I-Corps: Analyzing Customer Behavior for Energy Usage Moderation

$500K USD

Funder National Science Foundation (US)
Recipient Organization Cornell University
Country United States
Start Date Jun 15, 2022
End Date May 31, 2023
Duration 350 days
Number of Grantees 1
Roles Principal Investigator
Data Source National Science Foundation (US)
Grant ID 2227275
Grant Description

The broader impact/commercial potential of this I-Corps project is the potential development of an optimization algorithm that could identify energy consumption patterns that may enable moderation and management of electricity consumption. This technology could help in infrastructure planning, enhance customer relations by understanding the customer's energy behavior, and provide individualized or customized feedback to avoid circuit overload, power quality issues, and power outages (blackouts) which are major problems for the electricity utility and microgrid companies.

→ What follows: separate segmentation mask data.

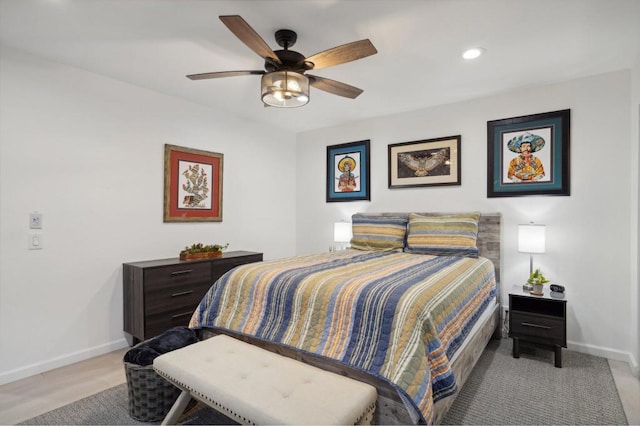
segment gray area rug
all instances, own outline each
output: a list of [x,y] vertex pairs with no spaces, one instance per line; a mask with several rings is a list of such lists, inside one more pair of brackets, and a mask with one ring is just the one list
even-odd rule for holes
[[[521,346],[511,356],[511,339],[492,340],[456,398],[445,424],[620,425],[627,424],[606,359],[563,350],[562,368],[553,352]],[[126,385],[34,417],[29,425],[143,424],[128,414]],[[204,408],[184,424],[232,424]]]
[[445,416],[444,424],[626,425],[627,418],[605,358],[491,340]]
[[[44,413],[21,425],[143,425],[160,424],[139,422],[129,416],[127,385],[122,384],[95,395],[88,396],[64,407]],[[194,410],[182,424],[229,425],[237,424],[226,416],[208,407]]]

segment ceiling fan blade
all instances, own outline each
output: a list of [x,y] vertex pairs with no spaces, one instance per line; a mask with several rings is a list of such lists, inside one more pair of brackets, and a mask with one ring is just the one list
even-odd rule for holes
[[355,61],[356,59],[366,58],[376,53],[378,53],[378,51],[373,44],[369,39],[365,39],[316,53],[306,58],[305,62],[312,62],[313,69],[317,70],[319,68],[332,67],[334,65],[344,64],[345,62]]
[[265,71],[221,71],[221,72],[205,72],[202,74],[191,74],[187,78],[191,80],[206,80],[209,78],[222,78],[222,77],[238,77],[240,75],[262,75]]
[[324,90],[325,92],[329,92],[333,95],[344,96],[345,98],[355,99],[360,93],[363,92],[362,89],[358,89],[354,86],[349,86],[348,84],[341,83],[339,81],[331,80],[329,78],[318,77],[316,75],[309,75],[309,84],[311,84],[316,89]]
[[281,64],[280,58],[271,50],[269,45],[260,37],[247,21],[240,15],[220,16],[220,20],[231,30],[232,33],[247,45],[249,49],[256,52],[262,58],[269,58],[277,64]]

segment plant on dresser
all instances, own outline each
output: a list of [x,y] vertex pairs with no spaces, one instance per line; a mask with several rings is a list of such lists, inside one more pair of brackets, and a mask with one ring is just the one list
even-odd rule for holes
[[133,343],[188,325],[211,285],[236,266],[261,262],[262,253],[230,251],[182,261],[158,259],[122,265],[124,331]]
[[222,250],[229,247],[229,243],[221,246],[220,244],[204,245],[202,243],[191,244],[180,252],[180,260],[206,259],[209,257],[222,256]]

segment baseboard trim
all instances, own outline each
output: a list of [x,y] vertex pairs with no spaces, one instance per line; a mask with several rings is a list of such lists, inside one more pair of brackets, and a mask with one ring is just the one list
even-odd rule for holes
[[25,367],[17,368],[15,370],[0,373],[0,385],[35,376],[36,374],[44,373],[55,368],[60,368],[64,367],[65,365],[84,361],[86,359],[93,358],[99,355],[104,355],[106,353],[117,351],[118,349],[122,349],[127,346],[129,346],[129,343],[125,338],[122,338],[113,342],[105,343],[103,345],[94,346],[82,351],[73,352],[71,354],[63,355],[57,358],[52,358],[50,360],[39,362],[37,364],[31,364]]
[[631,374],[635,377],[640,378],[640,366],[638,366],[638,360],[633,356],[633,354],[629,354],[631,357],[631,361],[629,361],[629,365],[631,366]]
[[631,367],[631,373],[638,377],[638,361],[631,352],[621,351],[618,349],[604,348],[601,346],[587,345],[584,343],[567,342],[567,349],[570,351],[581,352],[589,355],[599,356],[602,358],[612,359],[615,361],[623,361]]

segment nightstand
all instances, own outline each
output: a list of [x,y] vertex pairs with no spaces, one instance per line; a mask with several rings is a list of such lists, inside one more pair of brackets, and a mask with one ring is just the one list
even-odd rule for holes
[[513,339],[513,357],[520,357],[520,341],[552,347],[555,366],[562,367],[562,348],[567,347],[567,300],[561,293],[551,295],[544,286],[542,296],[534,296],[522,287],[509,292],[509,337]]

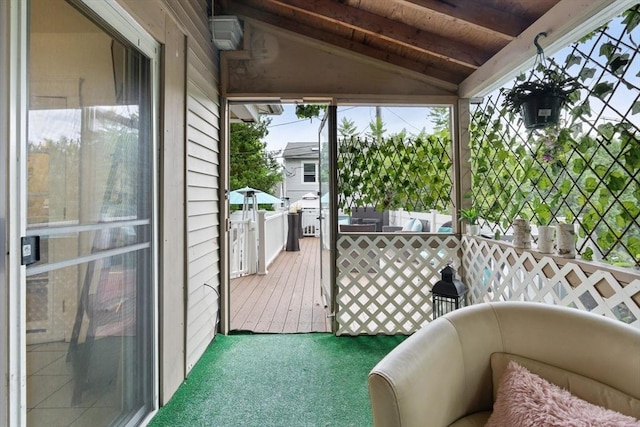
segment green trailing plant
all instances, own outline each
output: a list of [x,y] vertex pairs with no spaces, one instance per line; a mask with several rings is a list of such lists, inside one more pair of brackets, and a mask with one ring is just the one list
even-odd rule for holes
[[533,203],[533,216],[538,225],[551,225],[551,221],[553,220],[551,207],[539,199]]
[[[545,68],[540,80],[523,81],[511,89],[503,89],[502,106],[511,112],[520,112],[522,104],[533,97],[554,96],[567,102],[569,95],[580,88],[577,77],[568,77],[560,71]],[[524,77],[521,77],[524,78]]]
[[448,133],[346,138],[338,145],[338,208],[422,212],[451,206]]

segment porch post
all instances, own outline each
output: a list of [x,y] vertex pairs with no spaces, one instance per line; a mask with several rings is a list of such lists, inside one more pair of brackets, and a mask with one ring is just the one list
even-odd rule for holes
[[461,98],[454,105],[453,126],[453,224],[461,234],[458,211],[471,206],[471,150],[469,149],[469,99]]

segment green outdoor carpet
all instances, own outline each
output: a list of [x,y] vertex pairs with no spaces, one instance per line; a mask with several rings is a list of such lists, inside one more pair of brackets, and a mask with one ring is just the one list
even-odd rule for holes
[[218,335],[150,426],[371,426],[367,374],[405,338]]

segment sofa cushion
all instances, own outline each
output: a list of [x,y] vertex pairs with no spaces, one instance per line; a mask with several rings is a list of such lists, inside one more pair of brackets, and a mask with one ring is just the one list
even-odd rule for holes
[[467,415],[464,418],[460,418],[449,427],[484,427],[489,416],[491,416],[491,411],[476,412],[474,414]]
[[411,218],[404,227],[402,227],[402,231],[420,232],[422,231],[422,223],[417,218]]
[[486,427],[582,425],[638,427],[640,421],[579,399],[514,361],[507,364]]
[[594,405],[603,406],[634,418],[640,418],[640,400],[611,386],[585,376],[537,360],[509,353],[491,355],[493,400],[497,399],[498,385],[510,361],[515,361],[530,372],[568,390],[574,396]]

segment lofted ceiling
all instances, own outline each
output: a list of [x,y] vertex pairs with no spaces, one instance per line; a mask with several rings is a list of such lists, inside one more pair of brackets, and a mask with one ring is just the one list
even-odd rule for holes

There is an unmet need to understand customer energy behavior patterns in different geographies and demographics to help create informed decision-making on infrastructure planning and deployment. In addition to application in electricity utility companies, this technology can potentially be adapted for deployment in other applications that require utility infrastructure planning and consumer behavior change, such as gas and water distribution.

This I-Corps project is based on the development of a proprietary automatic multi-parametric optimization and machine learning clustering algorithm that could forecast upcoming load on the electrical grid. This is done by analyzing overall and personalized energy consumption by consumers based on variables reflecting localized geography, weather conditions, seasonal conditions (winter vs summer), and time and day electricity consumption as well as demographics.

Using multi-parametric variables, a regularization-based optimization algorithm is developed that decouples the contribution of each influencing factor in load consumption to avoid circuit overload and power quality issues. To avoid blackouts, the output of the multi-parametric optimization is combined with a proprietary machine-learning clustering technique that analyzes the load consumption behavior/ pattern in different demographics and maps behavior with the population density to improve load forecast for better accuracy to avoid power outages.

The combination of multi-parametric optimization and clustering helps to identify customer load patterns and hence could help in identifying highly accurate load forecast for load balancing which will eliminate blackouts in a region.

This award reflects NSF's statutory mission and has been deemed worthy of support through evaluation using the Foundation's intellectual merit and broader impacts review criteria.